The *nix app has a cpu by process search that doesn't work under certain conditions:
index="os" sourcetype="ps" host="$host$" | multikv fields pctCPU, COMMAND | timechart avg(pctCPU) by COMMAND
The problem is that if there are multiple processes running with the same command name in a single event, this will average them. So 5 x foo processes, each consuming 3% cpu returns foo=3% when it's actually 15%.
I fixed this by combining COMMAND with PID making it unique:
index="os" sourcetype="ps" host=$host$| multikv fields pctCPU, COMMAND, PID| strcat COMMAND "_" PID cmd | where pctCPU>0 | timechart avg(pctCPU) by cmd limit=0
but this is messy for systems with 50+ processes with the same COMMAND name and firefox doesn't seem to like limit=0
.
Ideally I could sum pctCPU within the event for all COMMANDS of the same name. This would result in a single line on the chart for foo that shows 15% instead of 5 x lines that show foo_$pid at 3%. Is this possible?
You're right. This might do it:
index="os" sourcetype="ps" host="$host$" | multikv fields pctCPU, COMMAND | stats sum(pctCPU) as pctCPU by _time,COMMAND | timechart avg(pctCPU) by COMMAND
i.e., sum the CPU up for each command at each measurement (i.e. that share the same _time) before you bucket and average.

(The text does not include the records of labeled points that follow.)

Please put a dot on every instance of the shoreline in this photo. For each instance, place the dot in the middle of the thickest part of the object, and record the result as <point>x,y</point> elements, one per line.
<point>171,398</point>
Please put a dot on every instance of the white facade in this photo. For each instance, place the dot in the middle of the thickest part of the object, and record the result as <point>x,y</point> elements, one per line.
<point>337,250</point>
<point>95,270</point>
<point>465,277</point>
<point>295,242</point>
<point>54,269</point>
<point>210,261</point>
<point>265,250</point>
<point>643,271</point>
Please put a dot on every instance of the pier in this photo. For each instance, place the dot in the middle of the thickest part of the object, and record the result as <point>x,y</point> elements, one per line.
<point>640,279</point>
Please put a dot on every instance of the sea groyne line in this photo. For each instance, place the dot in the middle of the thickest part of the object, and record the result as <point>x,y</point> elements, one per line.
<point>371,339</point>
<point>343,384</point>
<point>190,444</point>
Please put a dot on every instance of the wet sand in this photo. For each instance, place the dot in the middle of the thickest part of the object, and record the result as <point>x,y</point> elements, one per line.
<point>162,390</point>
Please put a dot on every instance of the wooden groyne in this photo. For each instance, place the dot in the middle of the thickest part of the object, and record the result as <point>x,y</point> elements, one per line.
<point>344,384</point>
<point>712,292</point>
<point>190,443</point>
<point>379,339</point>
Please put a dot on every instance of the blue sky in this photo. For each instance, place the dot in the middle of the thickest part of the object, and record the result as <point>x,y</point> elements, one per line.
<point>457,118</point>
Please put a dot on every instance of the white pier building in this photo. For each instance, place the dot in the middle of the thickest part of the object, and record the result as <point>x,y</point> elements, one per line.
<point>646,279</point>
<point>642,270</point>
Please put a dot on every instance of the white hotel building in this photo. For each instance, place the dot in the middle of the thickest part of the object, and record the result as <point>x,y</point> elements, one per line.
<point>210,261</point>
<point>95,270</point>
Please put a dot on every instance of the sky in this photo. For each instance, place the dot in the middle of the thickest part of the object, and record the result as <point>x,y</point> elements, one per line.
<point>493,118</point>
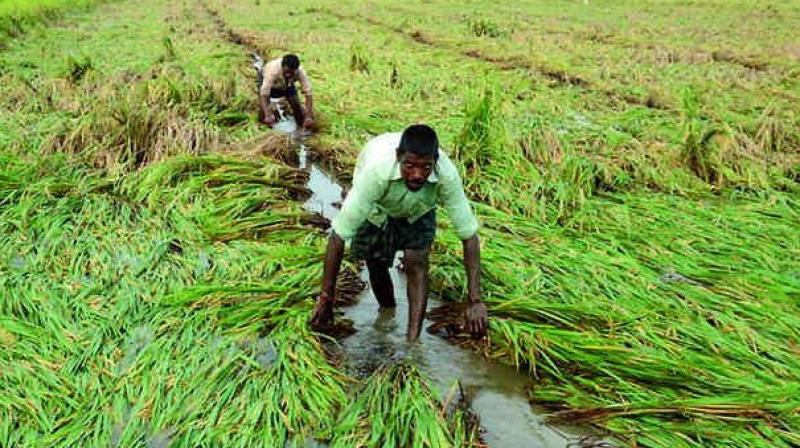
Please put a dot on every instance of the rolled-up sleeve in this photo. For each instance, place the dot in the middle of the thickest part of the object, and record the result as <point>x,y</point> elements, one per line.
<point>305,83</point>
<point>362,197</point>
<point>266,83</point>
<point>456,202</point>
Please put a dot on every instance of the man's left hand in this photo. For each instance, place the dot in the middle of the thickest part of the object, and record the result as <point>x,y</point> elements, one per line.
<point>476,319</point>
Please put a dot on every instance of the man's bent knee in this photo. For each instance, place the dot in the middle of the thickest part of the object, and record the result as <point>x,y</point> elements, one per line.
<point>416,260</point>
<point>377,266</point>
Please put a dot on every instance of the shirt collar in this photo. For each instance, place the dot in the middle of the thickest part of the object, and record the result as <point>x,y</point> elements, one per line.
<point>395,174</point>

You're right. This might do it:
index="os" sourcetype="ps" host="$host$" | multikv fields pctCPU, COMMAND | stats sum(pctCPU) as pctCPU by _time,COMMAND | timechart avg(pctCPU) by COMMAND
i.e., sum the CPU up for each command at each measurement (i.e. that share the same _time) before you bucket and average.
that did it, so simple. Thank you kindly, much appreciated.